In theory, NBC would have to offer incentives to viewers to watch commercials. These incentives could be monetary in nature or come in other forms. Aside from possible Nielsen ratings that would "count" commercial viewership, embedded within the commercials (or before or after a commercial break) would be some sort of code or proof mechanism for the viewer to redeem. This would be necessary, not to prove viewership (although it could serve as a form of comparison to Nielsen ratings) because Nielsen would provide that proof with its new commercial ratings. It would be needed simply to get viewers to watch so high commercial ratings would be achieved for the network, then reported back by Nielsen, then used by networks as a basis from which to set rates for advertisers.

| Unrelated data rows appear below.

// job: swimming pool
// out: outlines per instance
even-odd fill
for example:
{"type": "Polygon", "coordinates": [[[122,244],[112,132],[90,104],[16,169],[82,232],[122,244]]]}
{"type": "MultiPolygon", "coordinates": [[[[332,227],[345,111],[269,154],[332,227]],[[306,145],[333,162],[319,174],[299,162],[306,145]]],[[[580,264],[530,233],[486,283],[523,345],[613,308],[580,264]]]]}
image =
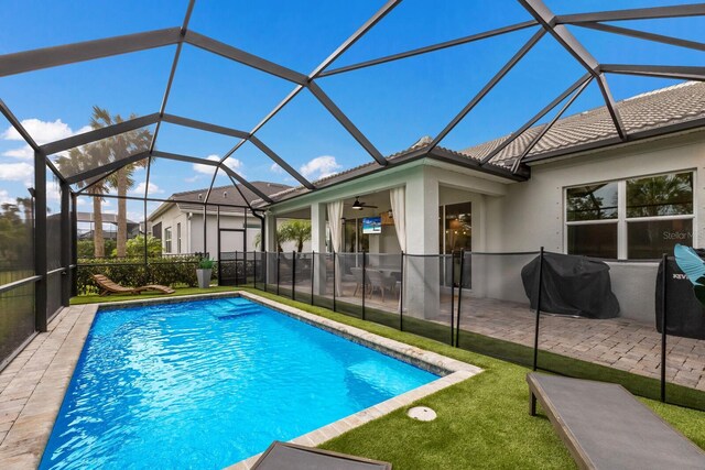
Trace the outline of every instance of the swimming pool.
{"type": "Polygon", "coordinates": [[[242,298],[104,310],[40,468],[223,468],[435,379],[242,298]]]}

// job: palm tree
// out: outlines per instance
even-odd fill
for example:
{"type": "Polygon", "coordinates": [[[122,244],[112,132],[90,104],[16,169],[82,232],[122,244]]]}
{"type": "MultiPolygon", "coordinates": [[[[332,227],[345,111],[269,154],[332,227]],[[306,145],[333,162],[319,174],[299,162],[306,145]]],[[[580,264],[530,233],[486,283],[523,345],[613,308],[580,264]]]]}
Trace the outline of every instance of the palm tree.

This could dramatically alter the definition of a commercial. While consumers might be swayed financially into watching a commercial, after a time, if commercials remain as boring as they currently are, no amount of money will get consumers to watch when they can so easily skip commercials. Commercials will have to take on elements of what I think is one of the better forms of promotion, the movie/TV trailer. Trailers, whether for good programming or bad, always seem to create the sense that you absolutely positively have to watch the movie/show being promoted. Does any current commercial today come close to that? Yes, promoting content is very different than promoting and ad but we're talking theory here.

That's just one idea. There could be many additional means to make commercials a "must watch" activity. A series of commercials could take on the form of a soap opera or serial drama where viewers would have to watch from day to day/week to week to either follow the story line or to receive other "incentives" for financial redemption. In this sense, commercials become a form of the programming.

In essence, this new economic model would compel networks to pay (or compel in some other very powerful way) viewers to watch commercials so that they can continue to sustain their current ad supported business model. Extrapolating this further, the current model is flipped on its head. Advertisers become producers and the programming becomes the commercial.